Hamburg – Ihren 50. Geburtstag hat Jacqueline Groher am Fuße der Anden verbracht – mit drei Backpackern, halb so alt wie sie selbst. In Hamburg trainiert sie Führungskräfte, doch für den besonderen Anlass sollte es eine Auszeit weit weg sein. Die Wahl fiel auf Bariloche am Rande Patagoniens.
Von Bariloche startete Jaqueline Groher ihre Reise durch Argentinien, ausgestattet mit Rucksack, Lonely Planet und Smartphone. Backpacken mit 45 plus – gilt man da nicht als kompletter Sonderling?
Tatsächlich reisen heute auch Ältere wie die Jungen, die ohne Reiseveranstalter in Südamerika oder Südostasien unterwegs sind. «Wir Alten werden jünger und hinterfragen das Leben ebenso wie die Generation Y», sagt Groher. Doch es gibt einen Unterschied: Menschen in der zweiten Lebenshälfte haben in der Regel weniger Zeit, aber dafür mehr Geld zur Verfügung. Es gibt sie also, die Backpacker jenseits der 45 – aber man weiß nicht viel über sie.
«Als Backpacker gelten Reisende, die individuell ohne festen Zeitplan unterwegs sind», erklärt Manuela Bauer, Geographin an der Universität München. Sie beschäftigt sich derzeit in ihrer Doktorarbeit mit dem rasant wachsenden Phänomen des Gap Year Travel – dem Reisejahr als Auszeit, etwa zwischen Studium und erstem Job.
Das Selbstverständnis der Backpacker lautet: «Wir sind individuell, flexibel und gehen unsere eigene Route, abseits ausgetretener Pfade», erklärt Bauer. Eine Altersgrenze gibt es nicht. Zum Beispiel in Südostasien sind mittlerweile so viele Individualtouristen auf den gleichen Routen unterwegs, dass man schon fast von Gruppenreisen sprechen kann. Dort ist auch die Generation Babyboomer unterwegs, die teils schon in jungen Jahren weit gereist ist. Nun sind die Kinder aus dem Haus. Und das Reisen ist viel günstiger als früher.

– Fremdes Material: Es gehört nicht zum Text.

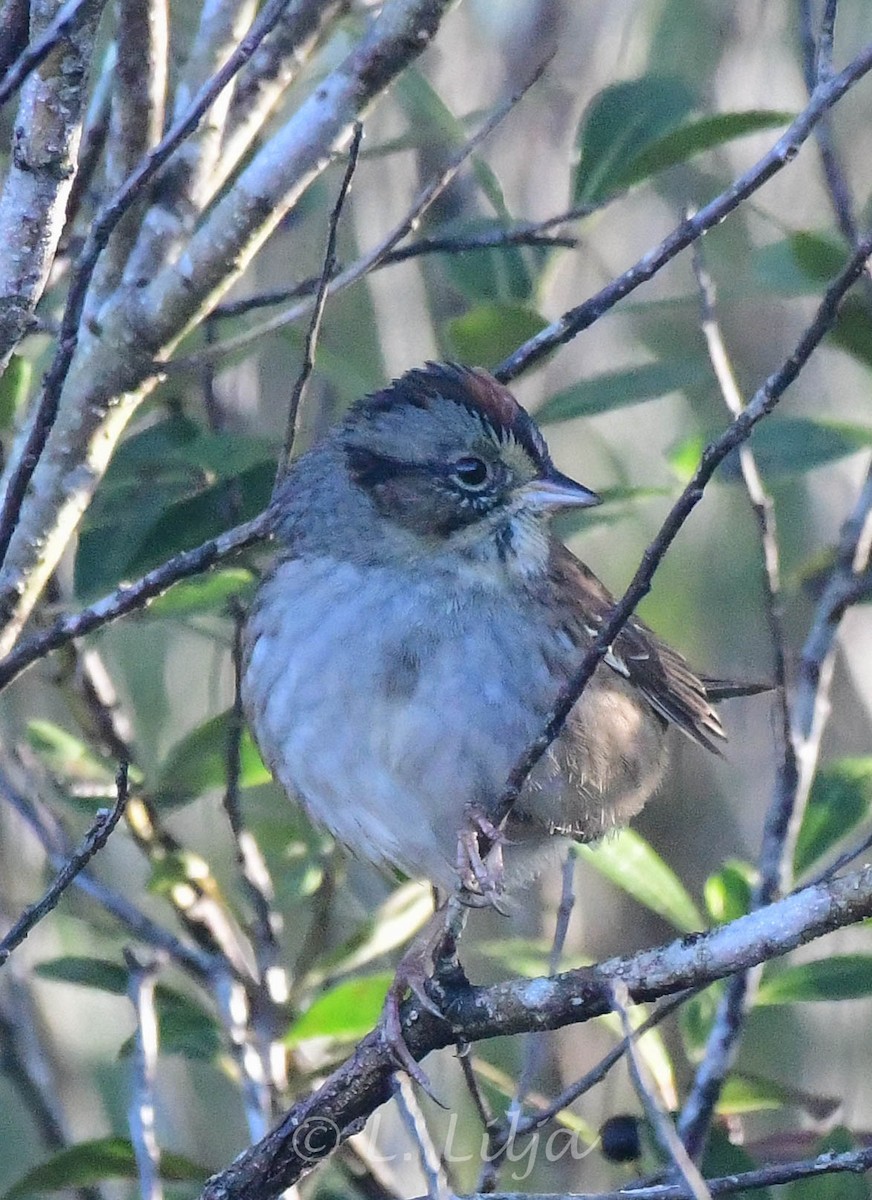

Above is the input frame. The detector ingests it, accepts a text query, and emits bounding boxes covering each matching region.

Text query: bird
[241,362,758,1080]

«Die Flüge sind billiger, die Flexibilität ist gerade auch unterwegs durch die Digitalisierung immer größer geworden», sagt Bauer. Hostels lassen sich zum Beispiel von einem auf den anderen Tag per Tablet oder Smartphone buchen. Gefragt sind auch bei Älteren individuelle Erlebnisse statt Standard-Touristenprogramm. «Der Rucksack ist dabei eher ein Sinnbild», sagt Bauer. Man kann nämlich sehr wohl auch mit Satteltaschen individuell unterwegs sein – so wie Petra Decker.
Die 50-Jährige ist Vorsitzende des Vereins Deutsche Zentrale für Globetrotter (dzg) in Worms. Sie geht mindestens einmal im Jahr mit dem Fahrrad sechs Wochen am Stück auf Reise. Vor einem Jahr fiel die Wahl auf die Carretera Austral, eine Fernstraße in Chile. «Da gab es jede Menge Radreisende. Ich war die Oma», erzählt Decker. Trotzdem machte sie locker 100 Kilometer am Tag.

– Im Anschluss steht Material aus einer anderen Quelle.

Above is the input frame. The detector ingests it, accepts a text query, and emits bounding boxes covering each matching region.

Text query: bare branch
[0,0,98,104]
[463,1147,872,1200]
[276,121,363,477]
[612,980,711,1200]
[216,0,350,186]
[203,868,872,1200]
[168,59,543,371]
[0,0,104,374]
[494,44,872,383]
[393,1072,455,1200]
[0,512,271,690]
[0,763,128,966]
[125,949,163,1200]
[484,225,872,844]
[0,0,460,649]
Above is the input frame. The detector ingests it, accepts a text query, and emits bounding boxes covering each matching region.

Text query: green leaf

Auch wenn sie ihr Zelt dabei hatte – am liebsten schlief Decker im Hostel. «Da trifft man immer auf andere Leute und bekommt gute Tipps.» Das sehen auch viele junge Reisende so. Trotzdem gibt es kleine Unterschiede. Decker gönnt sich zum Beispiel ein teureres Einzelzimmer, und sie gibt mehr Geld für Essen aus. «Ich koche mir da nicht Nudeln mit Tomatensoße», sagt sie. Die Hostels hätten sich inzwischen auf die unterschiedlichen Zielgruppen und Bedürfnisse eingestellt. Vom Mehrbettzimmer bis zum Einzelzimmer mit eigenem Bad kann man jedes Komfortniveau haben.
Klimatisierter Bus statt Klapperkiste, WLAN fast überall und und mehr Komfort gegen Aufpreis in den meisten Hostels: Das individuelle Reisen ist in vielen Ländern außerhalb Europas einfach geworden. Ein Backpacker muss heute kein wagemutiger Jungspund mehr sein. Und so schultern auch Ältere den Rucksack – es dürften eher mehr werden.